Eilat - Minha questão aí é como as organizações sem fins lucrativos operam, porque o mercado esta aí, mas quão forte são as organização sem fins lucrativos no país, afinal elas são o equilíbrio. Além do mais, às vezes, artistas fazem certos acordos com galerias, eles querem fazer algo mais radical, mas acabam fazendo algo mais aceitável, e só isso é o que se torna visível. Então, esse é nosso papel, porque se houve demanda para trabalhos experimentais, nós podemos, talvez, chamar artistas que querem algum tipo de engajamento.

E por isso pergunto como museus e centros culturais ajudam nesse sentido.

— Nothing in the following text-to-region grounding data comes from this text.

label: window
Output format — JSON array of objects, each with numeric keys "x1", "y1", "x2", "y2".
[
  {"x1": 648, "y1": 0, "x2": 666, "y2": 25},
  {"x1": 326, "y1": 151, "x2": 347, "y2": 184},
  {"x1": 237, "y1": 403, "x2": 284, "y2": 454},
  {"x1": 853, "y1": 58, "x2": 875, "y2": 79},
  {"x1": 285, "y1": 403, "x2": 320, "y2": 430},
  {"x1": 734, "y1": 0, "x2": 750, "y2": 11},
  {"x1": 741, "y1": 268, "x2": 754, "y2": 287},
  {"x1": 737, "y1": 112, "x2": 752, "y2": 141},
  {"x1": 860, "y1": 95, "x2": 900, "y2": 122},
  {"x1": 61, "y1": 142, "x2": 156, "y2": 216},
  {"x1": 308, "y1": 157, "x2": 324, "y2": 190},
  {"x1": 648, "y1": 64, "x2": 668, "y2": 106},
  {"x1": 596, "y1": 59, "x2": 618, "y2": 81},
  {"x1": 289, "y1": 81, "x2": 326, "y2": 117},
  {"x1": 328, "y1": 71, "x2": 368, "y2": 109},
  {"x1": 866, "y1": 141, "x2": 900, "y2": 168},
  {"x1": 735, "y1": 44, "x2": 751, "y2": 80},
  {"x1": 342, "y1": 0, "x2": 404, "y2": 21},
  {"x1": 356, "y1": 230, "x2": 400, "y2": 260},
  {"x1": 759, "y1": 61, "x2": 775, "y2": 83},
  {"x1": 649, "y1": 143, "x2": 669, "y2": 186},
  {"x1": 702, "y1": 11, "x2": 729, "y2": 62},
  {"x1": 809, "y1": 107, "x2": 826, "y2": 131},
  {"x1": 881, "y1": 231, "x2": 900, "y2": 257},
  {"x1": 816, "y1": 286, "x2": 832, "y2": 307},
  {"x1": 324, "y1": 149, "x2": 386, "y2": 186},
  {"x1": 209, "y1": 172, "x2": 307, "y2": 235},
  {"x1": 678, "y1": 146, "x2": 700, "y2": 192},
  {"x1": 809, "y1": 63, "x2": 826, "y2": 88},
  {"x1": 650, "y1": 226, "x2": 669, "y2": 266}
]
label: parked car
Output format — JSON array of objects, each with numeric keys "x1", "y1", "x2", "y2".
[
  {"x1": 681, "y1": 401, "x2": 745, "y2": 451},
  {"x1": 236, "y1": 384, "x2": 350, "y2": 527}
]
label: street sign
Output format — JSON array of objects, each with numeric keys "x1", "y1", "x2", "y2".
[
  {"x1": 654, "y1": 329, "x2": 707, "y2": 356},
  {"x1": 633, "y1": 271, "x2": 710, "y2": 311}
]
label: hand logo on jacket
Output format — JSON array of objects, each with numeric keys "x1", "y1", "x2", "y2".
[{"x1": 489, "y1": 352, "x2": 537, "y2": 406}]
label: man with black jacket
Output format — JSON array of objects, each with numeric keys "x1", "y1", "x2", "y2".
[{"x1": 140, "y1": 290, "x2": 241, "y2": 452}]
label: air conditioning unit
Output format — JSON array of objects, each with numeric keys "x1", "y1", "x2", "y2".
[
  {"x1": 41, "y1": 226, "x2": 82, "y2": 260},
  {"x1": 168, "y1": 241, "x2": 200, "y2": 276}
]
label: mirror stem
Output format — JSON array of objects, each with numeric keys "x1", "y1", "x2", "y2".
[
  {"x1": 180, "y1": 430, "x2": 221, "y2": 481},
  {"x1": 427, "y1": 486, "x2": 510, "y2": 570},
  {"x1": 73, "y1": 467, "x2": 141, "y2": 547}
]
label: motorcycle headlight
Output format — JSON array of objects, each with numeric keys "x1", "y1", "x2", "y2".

Então talvez vocês devessem promover um encontro com artistas, já que já promoveram encontros com galeristas e curadores...
Lafuente - Mas, ao mesmo tempo, o Brasil tem, recentemente, várias instituições realizando mapeamentos da produção. Esse trabalho está feito e nós vamos usá-lo. Quanto aos encontros, nós vamos mantê-los, mas agora sem separar em categorias, porque quando se junta apenas pessoas da mesmo área, algumas questões acabam não sendo levantadas.

Então seria bom reunir pessoas que não possuem as mesmas urgências.

Seria bom reunir quem é do circuito da arte com quem não é para criar certos confrontos, por exemplo, que seriam mais amplos.

Esche - Você tem razão em dar voz aos artistas, mas podemos juntá-los com galeristas e curadores novamente. Seria bom, também, reunir grupos após textos publicados no jornal, porque aí eles já teriam lido algo e poderiam reagir a isso.